This page deals with the practical aspects of compiler implementation exercises.

Java, Eclipse

We assume you have a recent JDK (a Java 6 JDK is recommended for Eclipse 4.2) and an Eclipse >= 4.2 (Juno).

SableCC

SableCC is a parser generator for Java. From a grammar specification, it generates Java classes for syntax tree nodes, a parser, a lexer and skeletons for the Visitor pattern.

The stock version 3.6 of SableCC uses plain side-effect-only visitors (where a visitor's per-node methods can only communicate by changing the state of the visitor). We have extended SableCC to generate alternative visitor classes where per-node methods get one extra parameter and a return type, helping you write stateless visitors. You can use either kind of visitor classes. Furthermore, it has support for line number and position information in nodes not just in tokens.

Ant and the Standard Project Templates

Ant is a build tool for Java (not the latest greatest, but solid and boring). The Standard Project Templates use it to generate the parser, compile the parser together with your hand-written code, check your code for style compliance, and to build a submission-ready executable JAR file.

The Standard Project Templates contain the Ant build script build.xml and some example code. They expect you to keep your grammar files in grammar/ and your hand-written source code in src/.

A Standard Project Template is also an Eclipse project, so you should be able to import it into Eclipse using "Import/ General/ Existing Projects into Workspace". Do not use "Import/General/Archive File", that does the wrong thing.

You will get a specialized template for each exercise sheet. From exercise 2 on sheet 1 the corresponding Standard Project Template will support test driven development. Please read the strategy for test-driven development of grammars.

Version history

1.0
Initial version

Download from the exercises page.

Installing Libraries

The Standard Project Templates assume that the Library Package is installed.

How to install the Library Package on a computer:

  1. Download the Library Package. Unzip it to some convenient directory.
  2. Create the file compiler-construction-ws2012.properties from the template. Fill in the directory into which you unpacked the Library Package. Put it into your home directory, which is /home/USERNAME on Linux machines and /Users/USERNAME on Macs. If you'd rather use Windows, fine -- the method for finding out your "home directory" is described in the Ant troubleshooting section. Your "home directory" is then value of user.home.

Download

Building and Running

This section assumes that you have installed everything so far.

Eclipse Ant view

So you've imported your project and changed its name.
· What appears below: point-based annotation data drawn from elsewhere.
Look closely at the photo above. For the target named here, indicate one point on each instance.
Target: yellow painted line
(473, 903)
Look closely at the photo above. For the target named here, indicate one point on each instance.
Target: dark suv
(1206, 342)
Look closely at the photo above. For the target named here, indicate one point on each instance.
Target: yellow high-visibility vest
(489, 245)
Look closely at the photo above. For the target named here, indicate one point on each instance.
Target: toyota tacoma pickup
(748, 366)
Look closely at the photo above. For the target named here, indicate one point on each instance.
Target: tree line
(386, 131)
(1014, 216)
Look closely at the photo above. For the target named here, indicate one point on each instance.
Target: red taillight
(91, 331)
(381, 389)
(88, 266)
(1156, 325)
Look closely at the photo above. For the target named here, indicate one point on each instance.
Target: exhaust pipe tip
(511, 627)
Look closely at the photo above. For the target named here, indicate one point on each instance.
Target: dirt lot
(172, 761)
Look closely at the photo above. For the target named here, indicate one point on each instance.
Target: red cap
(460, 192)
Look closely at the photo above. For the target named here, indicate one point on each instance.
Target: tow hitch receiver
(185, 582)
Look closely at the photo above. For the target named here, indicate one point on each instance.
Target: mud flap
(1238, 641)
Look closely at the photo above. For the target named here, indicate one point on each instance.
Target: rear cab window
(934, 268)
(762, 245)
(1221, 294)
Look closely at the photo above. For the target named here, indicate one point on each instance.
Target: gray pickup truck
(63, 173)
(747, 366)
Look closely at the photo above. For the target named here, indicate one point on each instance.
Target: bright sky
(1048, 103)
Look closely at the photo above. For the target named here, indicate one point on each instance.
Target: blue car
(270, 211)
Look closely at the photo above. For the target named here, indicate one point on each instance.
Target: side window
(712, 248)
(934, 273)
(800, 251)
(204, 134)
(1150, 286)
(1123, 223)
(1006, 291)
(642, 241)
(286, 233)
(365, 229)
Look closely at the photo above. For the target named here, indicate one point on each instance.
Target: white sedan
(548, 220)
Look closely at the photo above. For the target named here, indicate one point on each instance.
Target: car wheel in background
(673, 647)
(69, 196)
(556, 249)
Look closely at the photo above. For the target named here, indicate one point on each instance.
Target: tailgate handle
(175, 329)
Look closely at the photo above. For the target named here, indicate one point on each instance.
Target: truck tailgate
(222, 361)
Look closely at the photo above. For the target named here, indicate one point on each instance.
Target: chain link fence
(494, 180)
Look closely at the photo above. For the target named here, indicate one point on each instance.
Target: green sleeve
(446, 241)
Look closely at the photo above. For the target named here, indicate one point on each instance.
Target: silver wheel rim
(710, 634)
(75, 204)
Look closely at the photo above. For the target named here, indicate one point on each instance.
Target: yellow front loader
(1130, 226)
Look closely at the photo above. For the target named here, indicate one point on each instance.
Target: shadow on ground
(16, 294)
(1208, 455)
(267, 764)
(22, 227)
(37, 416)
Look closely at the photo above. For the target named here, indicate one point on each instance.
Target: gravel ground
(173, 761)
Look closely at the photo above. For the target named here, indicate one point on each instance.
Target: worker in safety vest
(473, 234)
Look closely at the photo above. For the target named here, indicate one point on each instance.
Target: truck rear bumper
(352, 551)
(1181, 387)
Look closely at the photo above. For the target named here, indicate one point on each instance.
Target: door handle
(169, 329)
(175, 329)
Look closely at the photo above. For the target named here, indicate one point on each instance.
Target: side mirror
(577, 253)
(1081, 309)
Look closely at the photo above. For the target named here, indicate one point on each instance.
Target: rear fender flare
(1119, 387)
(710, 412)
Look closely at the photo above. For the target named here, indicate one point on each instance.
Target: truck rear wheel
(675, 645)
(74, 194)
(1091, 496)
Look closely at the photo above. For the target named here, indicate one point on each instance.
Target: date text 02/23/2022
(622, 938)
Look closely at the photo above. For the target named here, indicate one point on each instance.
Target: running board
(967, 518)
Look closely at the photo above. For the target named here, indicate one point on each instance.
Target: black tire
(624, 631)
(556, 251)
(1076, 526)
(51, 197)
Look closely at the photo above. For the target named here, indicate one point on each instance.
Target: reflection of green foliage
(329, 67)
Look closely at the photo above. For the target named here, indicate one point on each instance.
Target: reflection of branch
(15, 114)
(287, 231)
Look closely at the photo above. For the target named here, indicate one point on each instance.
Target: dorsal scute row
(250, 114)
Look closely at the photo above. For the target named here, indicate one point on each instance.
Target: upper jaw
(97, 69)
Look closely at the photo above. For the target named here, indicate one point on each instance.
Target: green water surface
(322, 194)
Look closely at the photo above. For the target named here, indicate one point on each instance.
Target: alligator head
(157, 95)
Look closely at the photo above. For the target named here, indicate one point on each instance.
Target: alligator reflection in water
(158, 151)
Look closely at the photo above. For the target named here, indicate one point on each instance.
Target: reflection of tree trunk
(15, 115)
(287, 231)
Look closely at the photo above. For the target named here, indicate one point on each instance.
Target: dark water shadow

You can interact with the Ant build file using the Ant view of Eclipse. Open the Ant view ("Window/Views/Ant"). There is a plus-button there. Use it to add the build.xml of your project to the Ant view. The Ant view should now contain a tree of Ant targets.

Building

If you're using Eclipse, double-click on one of the Ant targets. In particular, target compile compiles your grammar and your code. On the command line, just say ant compile to compile.

Submitting

Submissions consist of an executable Jar file with source inside. The Ant target jar generates one (after checking your code style).

Checkstyle Complaints

Before building a Jar file, the jar target checks if your code complies with the Coding Rules. It uses CheckStyle. Take the complaints seriously and fix all of them before submitting.

Debugging the Build

The Ant target printenv will print some of the important configuration variables to stdout. If you ask for setup help, be sure to include its output. If build.xml does not even get as far as printing its settings, use printenv.xml instead.